The Spirograph is “… a geometric drawing toy that produces mathematical roulette curves of the variety technically known as hypotrochoids and epitrochoids. It was developed by British engineer Denys Fisher and first sold in \(1965\).” These can be used to make interesting geometrical curves.

Following Wikipedia: Consider a fixed outer circle \(C_o\) of radius \(R\) centered at the origin. A smaller inner circle \(C_i\) of radius \(r < R\) rolling inside \(C_o\) and is continuously tangent to it. \(C_i\) will be assumed never to slip on \(C_o\) (in a real Spirograph, teeth on both circles prevent such slippage). Now assume that a point \(A\) lying somewhere inside \(C_{i}\) is located a distance \(\rho < r\) from \(C_i\)’s center.

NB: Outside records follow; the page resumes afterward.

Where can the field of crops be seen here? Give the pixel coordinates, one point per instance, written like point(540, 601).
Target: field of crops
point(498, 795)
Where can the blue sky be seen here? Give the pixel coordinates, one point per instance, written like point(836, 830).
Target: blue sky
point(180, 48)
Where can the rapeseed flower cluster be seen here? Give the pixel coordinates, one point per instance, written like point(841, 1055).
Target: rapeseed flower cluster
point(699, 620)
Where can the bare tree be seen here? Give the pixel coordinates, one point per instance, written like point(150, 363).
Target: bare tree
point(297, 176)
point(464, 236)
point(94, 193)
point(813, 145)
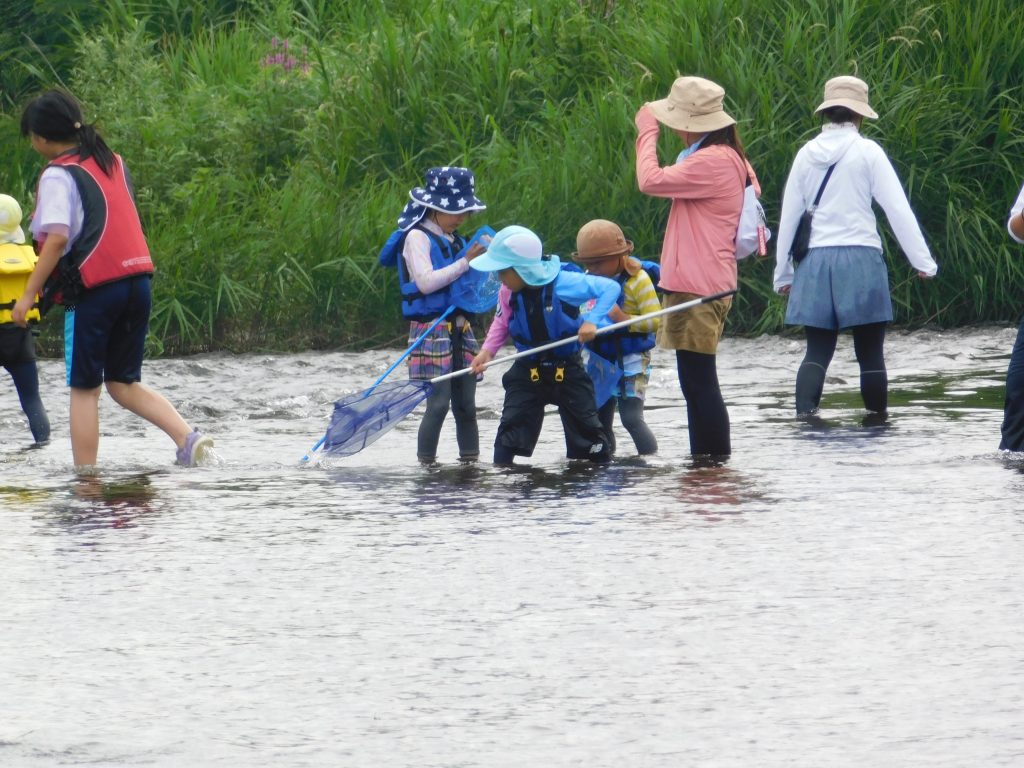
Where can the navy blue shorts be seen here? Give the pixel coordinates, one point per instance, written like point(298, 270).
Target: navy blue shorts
point(840, 287)
point(104, 334)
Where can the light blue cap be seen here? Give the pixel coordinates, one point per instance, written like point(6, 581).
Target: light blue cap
point(520, 249)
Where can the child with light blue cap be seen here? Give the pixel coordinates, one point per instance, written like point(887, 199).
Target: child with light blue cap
point(540, 303)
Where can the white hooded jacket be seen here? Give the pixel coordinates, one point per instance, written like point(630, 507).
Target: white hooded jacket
point(844, 217)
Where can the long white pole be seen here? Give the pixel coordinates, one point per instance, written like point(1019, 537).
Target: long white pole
point(605, 330)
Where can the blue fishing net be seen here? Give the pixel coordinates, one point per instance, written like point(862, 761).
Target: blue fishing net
point(476, 291)
point(365, 417)
point(605, 376)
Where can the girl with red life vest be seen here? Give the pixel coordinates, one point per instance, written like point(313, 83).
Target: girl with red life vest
point(94, 260)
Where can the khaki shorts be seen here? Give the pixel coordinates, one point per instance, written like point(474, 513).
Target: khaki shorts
point(695, 330)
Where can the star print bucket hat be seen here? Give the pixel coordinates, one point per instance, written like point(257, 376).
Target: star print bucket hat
point(449, 189)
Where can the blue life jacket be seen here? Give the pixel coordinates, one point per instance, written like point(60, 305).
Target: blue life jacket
point(417, 305)
point(540, 316)
point(614, 345)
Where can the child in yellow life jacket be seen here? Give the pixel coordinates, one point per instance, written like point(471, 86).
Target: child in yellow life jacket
point(603, 250)
point(17, 351)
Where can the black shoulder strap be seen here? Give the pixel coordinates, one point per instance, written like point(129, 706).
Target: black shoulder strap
point(817, 198)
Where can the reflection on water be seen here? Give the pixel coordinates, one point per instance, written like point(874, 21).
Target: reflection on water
point(833, 577)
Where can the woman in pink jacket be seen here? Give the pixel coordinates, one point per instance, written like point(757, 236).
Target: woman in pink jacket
point(698, 256)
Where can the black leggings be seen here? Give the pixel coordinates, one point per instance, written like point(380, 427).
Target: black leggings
point(460, 393)
point(631, 415)
point(707, 416)
point(868, 344)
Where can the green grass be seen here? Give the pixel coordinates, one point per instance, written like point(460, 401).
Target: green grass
point(267, 193)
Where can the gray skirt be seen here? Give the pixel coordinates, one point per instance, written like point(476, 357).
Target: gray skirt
point(840, 287)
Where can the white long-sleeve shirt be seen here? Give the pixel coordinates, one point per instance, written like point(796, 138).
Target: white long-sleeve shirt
point(417, 254)
point(844, 217)
point(1016, 211)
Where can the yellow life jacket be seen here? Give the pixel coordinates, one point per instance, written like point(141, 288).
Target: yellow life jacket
point(16, 263)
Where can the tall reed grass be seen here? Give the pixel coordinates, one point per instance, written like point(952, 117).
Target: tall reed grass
point(268, 178)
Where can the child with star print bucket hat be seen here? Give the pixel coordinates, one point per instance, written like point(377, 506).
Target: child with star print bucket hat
point(432, 256)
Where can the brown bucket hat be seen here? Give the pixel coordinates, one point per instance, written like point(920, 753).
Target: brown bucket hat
point(850, 92)
point(693, 104)
point(599, 239)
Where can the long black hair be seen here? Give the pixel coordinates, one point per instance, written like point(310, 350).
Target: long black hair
point(729, 136)
point(56, 116)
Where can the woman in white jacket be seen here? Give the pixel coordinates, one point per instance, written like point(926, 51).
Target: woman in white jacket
point(843, 282)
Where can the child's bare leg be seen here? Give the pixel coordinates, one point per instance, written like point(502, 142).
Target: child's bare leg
point(84, 425)
point(151, 406)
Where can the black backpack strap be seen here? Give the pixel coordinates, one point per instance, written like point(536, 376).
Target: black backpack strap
point(817, 198)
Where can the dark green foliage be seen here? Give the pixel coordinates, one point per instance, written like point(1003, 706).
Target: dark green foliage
point(267, 185)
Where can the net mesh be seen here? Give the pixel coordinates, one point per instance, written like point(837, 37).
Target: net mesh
point(476, 291)
point(361, 419)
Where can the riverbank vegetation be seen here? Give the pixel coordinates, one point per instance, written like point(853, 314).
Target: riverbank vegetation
point(272, 145)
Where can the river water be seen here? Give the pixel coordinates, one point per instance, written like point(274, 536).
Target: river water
point(836, 594)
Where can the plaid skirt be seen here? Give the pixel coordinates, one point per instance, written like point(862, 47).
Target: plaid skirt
point(451, 346)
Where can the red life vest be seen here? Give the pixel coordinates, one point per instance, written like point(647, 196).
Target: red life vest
point(112, 245)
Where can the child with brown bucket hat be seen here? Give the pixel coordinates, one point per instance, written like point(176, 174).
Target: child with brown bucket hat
point(603, 250)
point(698, 255)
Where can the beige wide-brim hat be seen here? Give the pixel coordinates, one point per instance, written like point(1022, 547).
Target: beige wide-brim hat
point(600, 239)
point(693, 104)
point(850, 92)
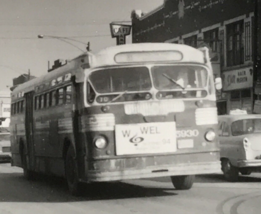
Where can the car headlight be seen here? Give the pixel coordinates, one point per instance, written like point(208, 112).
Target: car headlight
point(210, 135)
point(100, 142)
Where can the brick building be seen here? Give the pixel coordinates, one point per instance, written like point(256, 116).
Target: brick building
point(227, 27)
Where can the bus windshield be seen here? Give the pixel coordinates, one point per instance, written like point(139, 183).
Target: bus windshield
point(121, 79)
point(185, 81)
point(171, 81)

The center of the inner circle will move in a circular manner with radius \(R-r\). The fixed point on the inner circle will rotate about this center. The accumulated angle may be described by the angle the point of contact of the inner circle with the outer circle. Call this angle \(t\).

Suppose the outer circle is centered at the origin and the inner circle starts (\(t=0\)) with center \((R-r, 0)\) and rotates around counterclockwise. Then if the point of contact makes angle \(t\), the arc length along the outer circle is \(Rt\). The inner circle will have moved a distance \(r t'\) in the opposite direction, so \(Rt =-r t'\) and solving the angle will be \(t' = -(R/r)t\).

If the initial position of the fixed point is at \((\rho, 0)\) relative to the origin, then the following function will describe the motion:

\[ \vec{s}(t) = (R-r) \cdot \langle \cos(t), \sin(t) \rangle + \rho \cdot \langle \cos(-\frac{R}{r}t), \sin(-\frac{R}{r}t) \rangle. \]

To visualize this we first define a helper function to draw a circle at point \(P\) with radius \(R\):

circle!(P, R; kwargs...) = plot_parametric!(0..2pi, t -> P + R * [cos(t), sin(t)]; kwargs...)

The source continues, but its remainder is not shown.